El pronóstico de la legionelosis está estrechamente vinculado a la presencia de comorbilidades. Los pacientes con sistemas inmunológicos comprometidos, enfermedad pulmonar obstructiva crónica (EPOC) o edad avanzada enfrentan un riesgo mayor de complicaciones graves. En la comunidad de DiseaseMaps.org, hemos observado que el seguimiento cercano tras el alta es crucial, ya que algunos pacientes reportan fatiga persistente semanas después de superar la fase aguda de la legionelosis.
Aunque la mayoría de los pacientes se recuperan sin secuelas permanentes, la legionelosis puede dejar daños residuales en el tejido pulmonar en casos de neumonía severa.
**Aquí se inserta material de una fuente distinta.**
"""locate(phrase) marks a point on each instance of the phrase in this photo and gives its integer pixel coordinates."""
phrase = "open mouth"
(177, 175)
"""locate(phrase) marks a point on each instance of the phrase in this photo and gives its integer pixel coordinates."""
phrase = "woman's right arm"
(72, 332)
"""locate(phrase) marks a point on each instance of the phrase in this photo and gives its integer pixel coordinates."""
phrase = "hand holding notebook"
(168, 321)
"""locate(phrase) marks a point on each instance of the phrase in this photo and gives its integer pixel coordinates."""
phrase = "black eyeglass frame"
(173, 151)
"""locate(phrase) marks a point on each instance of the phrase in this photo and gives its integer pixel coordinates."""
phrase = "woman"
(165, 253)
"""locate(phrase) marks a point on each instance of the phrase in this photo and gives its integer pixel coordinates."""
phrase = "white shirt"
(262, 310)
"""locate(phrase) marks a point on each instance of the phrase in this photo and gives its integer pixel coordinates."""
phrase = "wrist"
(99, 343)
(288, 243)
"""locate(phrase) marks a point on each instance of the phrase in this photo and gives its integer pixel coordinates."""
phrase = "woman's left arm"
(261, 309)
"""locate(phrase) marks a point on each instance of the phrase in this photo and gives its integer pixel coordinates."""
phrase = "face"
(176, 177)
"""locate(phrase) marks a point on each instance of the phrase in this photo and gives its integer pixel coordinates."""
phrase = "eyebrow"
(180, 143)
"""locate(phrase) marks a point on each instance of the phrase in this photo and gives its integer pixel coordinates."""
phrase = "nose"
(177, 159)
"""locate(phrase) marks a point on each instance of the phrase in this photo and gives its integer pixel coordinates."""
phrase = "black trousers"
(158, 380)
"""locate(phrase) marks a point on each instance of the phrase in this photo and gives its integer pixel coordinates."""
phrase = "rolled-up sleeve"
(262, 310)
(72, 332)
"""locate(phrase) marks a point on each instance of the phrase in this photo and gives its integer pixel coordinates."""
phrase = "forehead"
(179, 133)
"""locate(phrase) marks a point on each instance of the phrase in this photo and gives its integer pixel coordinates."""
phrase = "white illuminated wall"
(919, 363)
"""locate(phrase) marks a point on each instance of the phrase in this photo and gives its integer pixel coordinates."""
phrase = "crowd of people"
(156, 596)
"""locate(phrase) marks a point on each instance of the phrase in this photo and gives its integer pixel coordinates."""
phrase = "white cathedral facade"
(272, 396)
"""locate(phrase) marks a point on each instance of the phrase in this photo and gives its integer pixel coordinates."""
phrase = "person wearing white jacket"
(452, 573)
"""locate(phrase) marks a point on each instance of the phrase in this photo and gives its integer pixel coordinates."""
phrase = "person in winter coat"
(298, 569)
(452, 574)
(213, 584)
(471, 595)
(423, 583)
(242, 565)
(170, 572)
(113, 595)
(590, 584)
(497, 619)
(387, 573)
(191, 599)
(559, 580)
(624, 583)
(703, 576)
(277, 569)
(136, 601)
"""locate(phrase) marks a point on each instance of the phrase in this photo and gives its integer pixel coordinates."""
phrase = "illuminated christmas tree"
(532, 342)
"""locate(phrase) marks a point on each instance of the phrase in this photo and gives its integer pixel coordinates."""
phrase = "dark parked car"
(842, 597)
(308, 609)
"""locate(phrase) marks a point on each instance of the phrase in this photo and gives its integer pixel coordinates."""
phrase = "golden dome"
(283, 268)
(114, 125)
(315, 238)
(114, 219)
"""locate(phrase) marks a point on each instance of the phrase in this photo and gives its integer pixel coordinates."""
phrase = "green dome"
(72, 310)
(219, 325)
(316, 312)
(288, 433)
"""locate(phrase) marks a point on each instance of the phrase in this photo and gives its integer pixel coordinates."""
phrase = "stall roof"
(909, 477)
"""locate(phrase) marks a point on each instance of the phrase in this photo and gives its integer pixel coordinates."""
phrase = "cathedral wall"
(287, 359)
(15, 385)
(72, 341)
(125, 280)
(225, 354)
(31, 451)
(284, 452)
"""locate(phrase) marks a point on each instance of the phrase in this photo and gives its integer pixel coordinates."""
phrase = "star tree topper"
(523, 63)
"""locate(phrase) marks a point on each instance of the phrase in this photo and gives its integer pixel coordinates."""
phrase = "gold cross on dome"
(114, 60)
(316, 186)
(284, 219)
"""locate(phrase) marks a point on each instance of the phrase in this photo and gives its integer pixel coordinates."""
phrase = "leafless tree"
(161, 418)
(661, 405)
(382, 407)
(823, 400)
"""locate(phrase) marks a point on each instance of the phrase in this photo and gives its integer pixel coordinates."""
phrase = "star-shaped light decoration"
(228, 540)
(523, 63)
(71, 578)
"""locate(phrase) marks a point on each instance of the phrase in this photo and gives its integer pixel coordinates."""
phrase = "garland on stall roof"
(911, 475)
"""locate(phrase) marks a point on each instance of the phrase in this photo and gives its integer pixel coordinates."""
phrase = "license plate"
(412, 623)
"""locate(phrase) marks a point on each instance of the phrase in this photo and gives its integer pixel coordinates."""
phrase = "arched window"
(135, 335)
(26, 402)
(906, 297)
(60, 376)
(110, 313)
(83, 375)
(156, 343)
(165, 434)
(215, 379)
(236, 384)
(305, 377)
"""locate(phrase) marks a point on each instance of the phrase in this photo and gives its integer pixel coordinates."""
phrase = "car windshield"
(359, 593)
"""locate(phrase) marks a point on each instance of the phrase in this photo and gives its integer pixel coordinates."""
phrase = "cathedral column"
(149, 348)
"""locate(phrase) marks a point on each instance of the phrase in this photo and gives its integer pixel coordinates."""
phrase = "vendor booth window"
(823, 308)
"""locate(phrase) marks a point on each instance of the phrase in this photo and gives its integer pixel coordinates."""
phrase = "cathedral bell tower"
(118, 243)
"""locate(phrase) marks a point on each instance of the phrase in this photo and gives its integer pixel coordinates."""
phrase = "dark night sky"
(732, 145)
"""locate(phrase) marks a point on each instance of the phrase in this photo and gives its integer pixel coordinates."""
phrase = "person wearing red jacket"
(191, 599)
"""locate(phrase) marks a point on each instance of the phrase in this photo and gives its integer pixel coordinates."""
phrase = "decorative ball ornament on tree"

Entre los efectos reportados a largo plazo se incluyen:
El seguimiento clínico tras superar la legionelosis suele incluir radiografías de tórax de control para asegurar la resolución de las opacidades pulmonares y pruebas de función pulmonar si los síntomas persisten. Es fundamental que los pacientes mantengan una comunicación fluida con su médico especialista para gestionar cualquier secuela post-infecciosa.
Descargo de responsabilidad: Esta información tiene fines educativos y no sustituye el consejo médico profesional, el diagnóstico o el tratamiento; siempre busque la orientación de su médico ante cualquier duda sobre su salud.